Atomic mechanisms of oxidative behavior of ferrochromium alloys by water-oxygen environment

Abstract

The formation of chromium-rich oxide layers on the surface of Fe-Cr alloys significantly impacts their performance at elevated temperatures. Understanding the formation process of these oxide layers at the atomic scale is crucial for further elucidating oxidation behavior, though it presents substantial challenges. In this study, ReaxFF molecular dynamics simulations were used to investigate the oxidation behavior of Fe-Cr alloys in high temperature water vapor and oxygen environments. The results demonstrate that chromium atoms are the primary contributors to the oxidation process, with Cr atoms diffusing to the surface more readily than iron atoms, leading to uneven stress distribution and creating high-stress regions near the Cr atoms.
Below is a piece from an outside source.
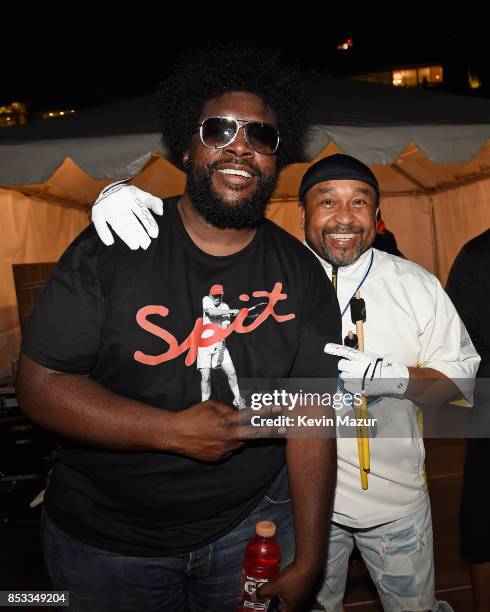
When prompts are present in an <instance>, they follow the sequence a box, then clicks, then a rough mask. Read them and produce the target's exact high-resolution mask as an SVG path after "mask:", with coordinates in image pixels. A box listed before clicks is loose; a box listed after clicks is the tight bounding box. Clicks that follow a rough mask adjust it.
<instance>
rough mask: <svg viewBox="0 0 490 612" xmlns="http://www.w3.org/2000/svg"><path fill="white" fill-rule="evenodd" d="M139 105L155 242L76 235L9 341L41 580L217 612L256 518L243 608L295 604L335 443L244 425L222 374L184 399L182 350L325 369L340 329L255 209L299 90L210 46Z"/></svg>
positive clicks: (331, 290)
mask: <svg viewBox="0 0 490 612" xmlns="http://www.w3.org/2000/svg"><path fill="white" fill-rule="evenodd" d="M157 106H158V114H159V120H160V129H161V133H162V140H163V142H164V144H165V146H166V147H167V149H168V151H169V152H170V155H171V159H172V160H173V161H174V163H176V164H177V165H178V166H179V167H181V168H183V169H184V171H185V173H186V177H187V182H186V187H185V191H184V194H183V195H181V196H177V197H174V198H169V199H166V200H164V202H163V205H162V204H160V210H159V211H158V212H161V213H162V217H161V218H160V219H159V220H158V228H153V229H152V230H151V231H152V232H153V233H154V234H155V233H156V229H158V230H159V231H160V233H161V240H158V241H154V242H153V243H152V244H151V245H150V246H149V247H148V244H147V245H146V246H147V247H148V249H147V251H146V252H144V251H138V252H136V253H132V252H131V251H130V250H129V249H128V248H127V246H126V245H125V244H124V243H123V242H122V241H119V240H118V241H117V242H116V243H115V244H114V246H113V247H112V248H110V249H107V248H105V247H104V246H103V245H102V244H101V242H100V241H99V240H98V237H97V234H96V232H95V230H94V228H93V226H91V227H90V228H88V229H87V230H85V231H84V232H83V233H82V234H81V235H80V236H79V237H78V238H77V239H76V240H75V241H74V242H73V244H72V245H71V246H70V247H69V248H68V249H67V251H66V252H65V253H64V255H63V256H62V258H61V259H60V261H59V263H58V265H57V267H56V269H55V270H54V272H53V274H52V276H51V278H50V279H49V281H48V283H47V285H46V287H45V289H44V291H43V294H42V296H41V297H40V299H39V301H38V303H37V305H36V308H35V311H34V313H33V316H32V319H31V324H30V327H29V330H28V332H27V334H26V335H25V337H24V341H23V346H22V357H21V361H20V367H19V374H18V381H17V385H18V386H17V389H18V394H19V399H20V402H21V404H22V406H23V409H24V411H25V412H26V413H27V414H28V415H29V416H30V417H31V418H32V419H33V420H34V421H36V422H38V423H40V424H41V425H42V426H44V427H46V428H49V429H52V430H54V431H57V432H58V433H60V434H62V435H63V436H64V443H63V448H62V450H61V451H60V452H59V454H58V457H57V462H56V466H55V468H54V472H53V475H52V477H51V480H50V483H49V486H48V489H47V493H46V503H45V512H44V515H43V524H42V544H43V552H44V557H45V560H46V564H47V567H48V571H49V574H50V578H51V581H52V583H53V587H54V588H56V589H59V590H65V591H70V606H71V609H72V610H76V611H86V612H89V611H90V612H96V611H101V612H102V611H103V612H107V611H109V610H110V611H111V612H123V611H124V612H126V611H127V612H133V611H134V612H136V611H138V612H140V611H141V610H144V611H145V612H156V611H157V610H158V611H159V612H185V611H189V612H198V611H203V612H204V610H207V611H210V612H218V611H219V612H232V611H233V612H234V611H235V610H236V609H237V605H238V596H239V591H240V581H241V576H242V567H243V558H244V551H245V546H246V543H247V541H248V540H249V539H250V538H251V537H252V536H253V535H254V532H255V525H256V523H257V522H258V521H260V520H264V519H266V520H269V521H273V522H274V523H275V524H276V527H277V538H278V540H279V543H280V547H281V556H282V560H281V573H280V574H279V576H278V577H277V578H275V579H273V580H271V581H270V582H269V583H268V584H266V585H262V586H261V584H260V581H259V584H253V585H250V584H248V587H247V591H248V592H249V593H250V594H251V596H252V597H253V598H255V599H260V600H262V601H261V603H260V602H256V603H254V604H250V605H253V606H254V608H253V609H256V610H258V609H263V610H265V609H267V603H266V601H267V600H268V599H269V598H273V597H275V598H277V599H278V601H279V602H280V603H279V605H280V609H281V610H282V611H283V612H294V611H299V610H304V609H306V607H307V606H308V601H307V600H308V597H309V595H310V594H311V593H313V592H314V587H315V584H316V581H317V580H318V578H319V575H320V572H321V570H322V566H323V564H324V557H325V541H326V539H327V533H328V517H329V516H330V513H331V506H332V492H333V489H334V485H335V473H336V444H335V438H334V437H333V436H332V437H327V436H323V437H319V436H317V437H311V436H309V437H288V439H287V441H285V440H284V439H278V438H273V437H271V436H272V435H273V433H274V431H272V430H271V429H270V428H266V429H265V431H263V430H261V429H260V428H257V427H253V426H251V425H249V424H247V423H249V422H250V421H248V422H246V421H244V416H246V414H247V410H238V409H237V408H234V407H233V395H232V393H231V390H230V387H229V385H228V384H227V380H226V376H224V375H222V374H223V373H222V372H217V374H220V377H218V375H216V377H213V380H212V389H211V396H210V398H209V399H208V400H206V401H202V399H201V377H200V374H199V372H198V370H197V368H196V359H197V353H198V350H199V348H201V347H206V346H211V345H213V344H215V343H216V342H220V341H222V340H224V339H225V338H226V347H227V350H228V351H229V354H230V356H231V359H232V360H233V364H234V366H235V369H236V373H237V376H238V377H239V379H254V380H257V379H259V380H260V379H284V378H289V379H304V378H309V379H311V378H319V379H322V384H325V383H323V380H325V379H328V378H330V379H333V381H334V383H335V382H336V377H337V365H336V364H337V360H336V359H335V358H333V357H331V356H329V355H326V354H325V353H324V352H323V347H324V346H325V344H326V343H327V342H339V340H340V313H339V309H338V303H337V300H336V298H335V295H334V292H333V289H332V286H331V285H330V284H329V283H326V282H325V277H324V272H323V269H322V267H321V265H320V263H319V262H318V261H317V259H316V257H315V255H314V254H313V253H311V252H310V251H308V249H306V248H305V247H304V246H303V245H302V244H301V243H299V242H298V241H297V240H296V239H295V238H293V237H292V236H290V235H288V234H287V233H286V232H284V231H283V230H281V229H280V228H279V227H277V226H276V225H274V224H273V223H271V222H270V221H268V220H266V219H265V210H266V207H267V204H268V202H269V200H270V197H271V195H272V193H273V190H274V188H275V186H276V183H277V178H278V173H279V171H280V169H281V168H282V167H283V165H284V164H285V163H288V162H290V161H293V160H297V159H299V158H300V154H301V149H302V146H303V143H304V139H305V134H306V127H307V125H308V116H307V112H306V104H305V94H304V91H303V89H302V86H301V84H300V79H299V74H298V73H297V71H295V70H294V69H292V68H291V67H289V66H285V65H284V64H283V63H282V62H281V61H280V58H279V56H278V55H277V54H276V53H274V52H271V51H263V50H262V51H256V50H253V49H243V48H236V47H234V46H233V45H228V46H217V45H215V46H213V47H210V48H208V49H206V50H202V51H194V53H193V54H192V55H191V56H189V57H186V58H184V59H183V61H182V62H181V64H180V65H179V66H175V68H174V69H173V71H172V72H171V73H170V74H169V75H168V76H167V77H166V78H165V80H164V81H163V82H162V84H161V87H160V90H159V94H158V104H157ZM132 189H133V188H132V187H128V186H124V185H121V184H117V185H114V186H112V187H110V188H109V190H107V191H105V192H104V193H103V194H101V197H100V201H103V200H104V199H107V198H108V197H111V194H113V195H114V196H115V197H117V198H125V197H127V195H126V194H128V192H129V194H131V190H132ZM140 204H143V203H142V202H140ZM95 209H96V210H97V206H96V207H95ZM135 210H136V214H137V215H138V218H140V219H141V221H142V223H143V224H150V221H149V218H148V217H147V216H146V214H145V213H146V209H145V208H144V206H140V205H137V206H136V209H135ZM157 210H158V207H157ZM143 211H144V212H143ZM95 216H96V215H95ZM122 225H123V226H124V223H123V224H122ZM119 229H121V228H119ZM107 231H108V230H107ZM141 231H142V232H143V228H142V227H141ZM121 233H122V234H124V227H123V229H122V231H121ZM106 239H107V235H106ZM109 241H110V240H109ZM132 246H133V247H136V245H134V244H133V245H132ZM217 286H220V287H226V292H227V302H228V303H229V304H230V308H232V309H233V310H234V311H237V314H236V316H234V318H233V320H232V321H231V320H230V324H229V325H226V326H222V325H218V324H215V323H213V322H212V321H209V322H205V321H203V314H202V313H203V310H202V296H203V295H207V294H208V293H209V291H210V287H217ZM259 307H260V309H259ZM273 382H274V381H273V380H270V383H273ZM267 384H269V383H267ZM288 384H290V385H292V386H294V381H291V380H290V381H288ZM300 384H301V383H300ZM334 388H335V387H334ZM240 389H242V385H241V383H240ZM267 389H269V386H267ZM245 399H246V398H245ZM264 403H265V401H264ZM244 423H245V426H243V425H244ZM258 437H261V438H262V439H256V438H258ZM250 438H252V439H250ZM289 490H290V493H289ZM256 589H258V590H257V592H255V590H256ZM258 606H261V607H258Z"/></svg>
Additionally, hydrogen atoms generated from the breakdown of water molecules infiltrate the alloy matrix, promoting the creation, movement, and clustering of cation and anion vacancies, thereby enhancing oxidation reactions in high-temperature, humid conditions. The study further analyzes electron transfer during single-atom chemical reactions and explores the linear relationship between varying Cr content (10 %–30 %) and oxidation behavior under identical environmental conditions. These findings provide an important theoretical basis for optimizing the performance of Fe-Cr alloys for applications in high temperature environments.